We were especially glad that our Ecuador SST country coordinator could be part of the delegation. “It is such a gift to be able to host Kléver and return the hospitality he has shown us and our students over the past six years,” Ross Richer said. Guevara found the visit important because it gave him an opportunity to see where our students come from, to experience campus life and to get to know the surrounding area with the help of former SST leaders and students that he worked with in Ecuador.

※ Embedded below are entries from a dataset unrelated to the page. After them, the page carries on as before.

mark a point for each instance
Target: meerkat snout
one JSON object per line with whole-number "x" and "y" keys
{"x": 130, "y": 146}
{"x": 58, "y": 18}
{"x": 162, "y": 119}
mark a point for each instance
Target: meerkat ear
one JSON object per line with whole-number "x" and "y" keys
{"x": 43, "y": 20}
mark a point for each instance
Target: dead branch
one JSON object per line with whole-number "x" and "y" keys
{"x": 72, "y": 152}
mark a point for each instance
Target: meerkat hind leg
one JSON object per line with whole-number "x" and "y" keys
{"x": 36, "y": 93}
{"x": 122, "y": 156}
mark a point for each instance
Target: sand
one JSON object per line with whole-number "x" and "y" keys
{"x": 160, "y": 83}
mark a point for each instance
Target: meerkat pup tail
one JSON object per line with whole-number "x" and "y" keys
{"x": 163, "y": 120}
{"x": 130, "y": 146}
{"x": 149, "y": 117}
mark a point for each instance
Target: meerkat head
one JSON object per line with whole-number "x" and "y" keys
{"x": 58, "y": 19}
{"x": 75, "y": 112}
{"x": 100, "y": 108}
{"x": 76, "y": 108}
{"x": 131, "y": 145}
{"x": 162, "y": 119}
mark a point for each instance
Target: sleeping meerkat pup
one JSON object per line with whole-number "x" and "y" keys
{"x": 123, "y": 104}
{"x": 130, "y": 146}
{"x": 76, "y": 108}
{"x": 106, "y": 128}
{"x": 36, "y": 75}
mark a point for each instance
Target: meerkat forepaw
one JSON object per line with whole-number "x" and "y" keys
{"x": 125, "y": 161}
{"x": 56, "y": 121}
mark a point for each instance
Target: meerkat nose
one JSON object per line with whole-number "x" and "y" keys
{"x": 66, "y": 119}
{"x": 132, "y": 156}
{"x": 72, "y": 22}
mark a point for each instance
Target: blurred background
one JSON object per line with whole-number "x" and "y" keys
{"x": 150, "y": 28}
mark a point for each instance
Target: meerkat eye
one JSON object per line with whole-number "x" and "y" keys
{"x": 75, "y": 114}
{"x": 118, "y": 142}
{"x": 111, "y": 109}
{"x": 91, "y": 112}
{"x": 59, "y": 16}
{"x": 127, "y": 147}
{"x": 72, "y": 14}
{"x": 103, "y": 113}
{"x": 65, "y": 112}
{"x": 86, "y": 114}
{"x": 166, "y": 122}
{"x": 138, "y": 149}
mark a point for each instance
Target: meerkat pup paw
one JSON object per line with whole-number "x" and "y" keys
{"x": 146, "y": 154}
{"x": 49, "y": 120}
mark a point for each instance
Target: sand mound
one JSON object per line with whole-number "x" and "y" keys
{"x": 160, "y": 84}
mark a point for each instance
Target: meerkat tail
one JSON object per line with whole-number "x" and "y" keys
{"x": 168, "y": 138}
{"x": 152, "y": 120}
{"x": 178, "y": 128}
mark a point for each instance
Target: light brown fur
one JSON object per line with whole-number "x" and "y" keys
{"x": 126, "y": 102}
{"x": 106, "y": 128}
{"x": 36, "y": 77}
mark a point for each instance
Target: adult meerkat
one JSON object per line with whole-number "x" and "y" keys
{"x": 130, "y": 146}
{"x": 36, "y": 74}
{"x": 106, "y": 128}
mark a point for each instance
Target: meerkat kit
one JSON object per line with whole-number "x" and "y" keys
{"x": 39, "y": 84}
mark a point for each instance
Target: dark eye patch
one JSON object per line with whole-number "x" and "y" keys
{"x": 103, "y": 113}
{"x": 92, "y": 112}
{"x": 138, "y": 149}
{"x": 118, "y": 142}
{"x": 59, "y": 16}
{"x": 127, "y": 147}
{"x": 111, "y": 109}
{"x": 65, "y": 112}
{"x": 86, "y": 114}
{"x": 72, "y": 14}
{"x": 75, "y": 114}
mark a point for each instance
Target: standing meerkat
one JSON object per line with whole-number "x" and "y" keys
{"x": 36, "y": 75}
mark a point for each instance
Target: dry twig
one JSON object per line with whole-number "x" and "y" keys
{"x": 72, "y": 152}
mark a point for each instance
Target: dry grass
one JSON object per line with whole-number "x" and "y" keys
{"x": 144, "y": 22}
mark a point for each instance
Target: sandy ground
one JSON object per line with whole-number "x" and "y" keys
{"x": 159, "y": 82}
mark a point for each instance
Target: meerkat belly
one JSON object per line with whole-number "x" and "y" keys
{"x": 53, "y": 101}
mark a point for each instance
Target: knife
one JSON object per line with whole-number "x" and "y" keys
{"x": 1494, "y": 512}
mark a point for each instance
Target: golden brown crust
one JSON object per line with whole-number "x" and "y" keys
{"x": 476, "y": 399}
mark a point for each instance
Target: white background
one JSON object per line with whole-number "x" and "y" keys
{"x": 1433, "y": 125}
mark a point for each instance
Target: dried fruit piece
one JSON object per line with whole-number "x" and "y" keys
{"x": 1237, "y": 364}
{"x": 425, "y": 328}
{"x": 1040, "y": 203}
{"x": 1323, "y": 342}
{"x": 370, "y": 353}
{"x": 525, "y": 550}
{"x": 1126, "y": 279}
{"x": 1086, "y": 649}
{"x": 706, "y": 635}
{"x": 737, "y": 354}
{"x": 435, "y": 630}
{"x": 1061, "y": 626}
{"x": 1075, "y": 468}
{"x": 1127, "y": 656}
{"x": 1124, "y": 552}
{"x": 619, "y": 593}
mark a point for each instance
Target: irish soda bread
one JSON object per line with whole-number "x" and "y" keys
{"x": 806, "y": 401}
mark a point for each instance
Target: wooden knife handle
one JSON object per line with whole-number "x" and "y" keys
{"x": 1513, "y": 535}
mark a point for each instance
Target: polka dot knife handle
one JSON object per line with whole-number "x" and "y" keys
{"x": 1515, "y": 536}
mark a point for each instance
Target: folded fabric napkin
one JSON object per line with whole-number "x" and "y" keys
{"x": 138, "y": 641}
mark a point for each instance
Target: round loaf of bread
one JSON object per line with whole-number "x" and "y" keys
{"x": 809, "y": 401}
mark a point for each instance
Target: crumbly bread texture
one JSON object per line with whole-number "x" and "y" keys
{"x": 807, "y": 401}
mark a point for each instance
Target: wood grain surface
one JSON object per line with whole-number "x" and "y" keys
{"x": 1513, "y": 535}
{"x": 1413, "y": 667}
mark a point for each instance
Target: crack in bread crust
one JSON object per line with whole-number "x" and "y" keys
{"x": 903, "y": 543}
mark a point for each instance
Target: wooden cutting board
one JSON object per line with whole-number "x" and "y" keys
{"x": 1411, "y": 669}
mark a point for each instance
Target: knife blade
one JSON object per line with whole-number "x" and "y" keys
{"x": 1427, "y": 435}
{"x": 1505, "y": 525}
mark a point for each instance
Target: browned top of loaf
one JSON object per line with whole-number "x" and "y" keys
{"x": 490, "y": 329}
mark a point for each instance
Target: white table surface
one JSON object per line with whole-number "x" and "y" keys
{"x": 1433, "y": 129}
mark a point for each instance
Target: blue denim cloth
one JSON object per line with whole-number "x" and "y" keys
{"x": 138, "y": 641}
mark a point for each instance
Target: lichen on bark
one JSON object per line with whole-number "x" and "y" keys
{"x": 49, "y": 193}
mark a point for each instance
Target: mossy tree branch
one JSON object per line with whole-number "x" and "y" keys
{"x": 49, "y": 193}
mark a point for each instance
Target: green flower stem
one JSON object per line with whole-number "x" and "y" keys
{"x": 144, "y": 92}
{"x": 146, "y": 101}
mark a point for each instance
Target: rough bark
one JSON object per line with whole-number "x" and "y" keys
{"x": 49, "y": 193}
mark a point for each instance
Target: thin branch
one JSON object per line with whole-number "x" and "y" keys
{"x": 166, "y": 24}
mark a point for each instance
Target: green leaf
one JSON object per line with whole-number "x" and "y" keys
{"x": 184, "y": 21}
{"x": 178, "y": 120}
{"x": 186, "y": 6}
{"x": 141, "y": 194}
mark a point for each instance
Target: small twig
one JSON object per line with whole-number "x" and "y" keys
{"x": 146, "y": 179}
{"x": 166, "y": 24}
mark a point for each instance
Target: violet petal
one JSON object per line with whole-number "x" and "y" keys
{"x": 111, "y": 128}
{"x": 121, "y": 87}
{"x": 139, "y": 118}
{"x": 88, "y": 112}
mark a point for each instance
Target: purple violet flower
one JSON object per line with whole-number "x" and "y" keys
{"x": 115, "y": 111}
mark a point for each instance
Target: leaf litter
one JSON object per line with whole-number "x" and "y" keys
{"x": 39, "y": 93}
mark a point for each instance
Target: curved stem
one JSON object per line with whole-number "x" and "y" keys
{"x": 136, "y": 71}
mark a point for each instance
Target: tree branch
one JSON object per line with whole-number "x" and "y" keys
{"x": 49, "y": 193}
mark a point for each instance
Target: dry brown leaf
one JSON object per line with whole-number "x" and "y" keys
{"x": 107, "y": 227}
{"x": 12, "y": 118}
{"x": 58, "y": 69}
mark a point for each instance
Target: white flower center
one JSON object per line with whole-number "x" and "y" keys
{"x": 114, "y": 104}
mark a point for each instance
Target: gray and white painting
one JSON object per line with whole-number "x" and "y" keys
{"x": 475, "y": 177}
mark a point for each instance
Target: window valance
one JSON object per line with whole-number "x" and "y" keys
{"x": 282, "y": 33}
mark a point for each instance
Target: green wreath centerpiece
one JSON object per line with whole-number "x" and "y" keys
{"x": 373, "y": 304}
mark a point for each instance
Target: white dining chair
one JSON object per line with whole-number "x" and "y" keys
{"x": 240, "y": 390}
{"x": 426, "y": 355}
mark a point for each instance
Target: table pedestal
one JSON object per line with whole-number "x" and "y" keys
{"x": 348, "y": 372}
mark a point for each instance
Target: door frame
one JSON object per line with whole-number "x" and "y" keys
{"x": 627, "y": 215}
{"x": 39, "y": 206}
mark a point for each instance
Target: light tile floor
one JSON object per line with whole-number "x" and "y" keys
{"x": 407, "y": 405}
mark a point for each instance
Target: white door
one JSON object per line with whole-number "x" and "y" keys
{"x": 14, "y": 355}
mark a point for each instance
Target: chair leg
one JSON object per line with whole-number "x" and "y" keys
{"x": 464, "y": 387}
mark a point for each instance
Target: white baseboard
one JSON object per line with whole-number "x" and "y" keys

The Ecuadorian guests shared from their hearts at a farewell party at the College Cabin the day before their departure. Coming from an urban campus housed in a single building, the Goshen College campus with its large maple trees, sprawling lawns and prairie struck them as calm, safe and beautiful. They were impressed by Merry Lea’s dedication to environmental sustainability and intrigued by the number of Spanish speakers on campus, including some from other countries. All appreciated the warm hospitality of the Indiana residents they met.
In addition to the fellowship with Ecuadorians, Richer enjoyed the local relationship-building that resulted. “Arranging this visit was rewarding and affirming,” Richer said. “It was amazing how many local people, from President Becky Stoltzfus to Mayor Gina Leichty, made time to be with our guests.”
Supporting SST partners through carbon onsets
A second form of reciprocity involves a visionary donor who has provided funding for climate onsets and climate education for each of the SST off-campus classes. Instead of buying offsets for SST travel on the carbon market, GEO has chosen a more personal, relationship-building approach: enable partner organizations to strengthen environmental work in their countries.

Kléver Guevara, Ecuador country coordinator, and Heidi Dyck Hilty, May-Summer SST faculty, receiving a gift at the children’s park solar celebration.
In the 2024-25 school year, the funds supported two solar projects in locations where our Ecuador SST students have service placements and fieldtrips. Both projects created much-needed light sources for evening activities and for use during blackouts in the electric grid. These are frequent due to climate-induced drought and Ecuador’s reliance on hydroelectric power.
One grant provided solar lighting for a new children’s park in Mindo, a small town located in the Ecuadorian cloud forest. GC students have volunteered in Mindo reforestation projects for the past six years. This was a meaningful gift for local residents because Mindo is a town that typically caters to the needs of tourists; its whole economy is geared toward serving bird watchers and nature lovers who travel here from all over the world. But the public park was a project of the parochial government designed for local children. In Mindo during blackouts, the children’s park shines on.
A second grant funded a small solar system for a community center built by residents of Basquitay, a remote Kichwa village and the birth place of Julian Guamán, one of our lecturers and our Kichwa language instructor. The single panel, inverter and battery system provides local people with the electricity needed to hold meetings in the evenings as well as to charge their phones. The alternative — if affordable — would have been a noisy generator belching exhaust.
The carbon onset funding also enables SST leaders of each travel group to find a national level expert to speak to our students about the impacts of climate change and solutions appropriate to the cultural context. This, too, supports communities by uplifting voices of social change.
The Global Engagement team is deeply grateful for the chance to honor our partners and strengthen our relationships through both hospitality and support for community-level projects. We look forward to additional climate projects in other locations, and reciprocal visits when they can occur.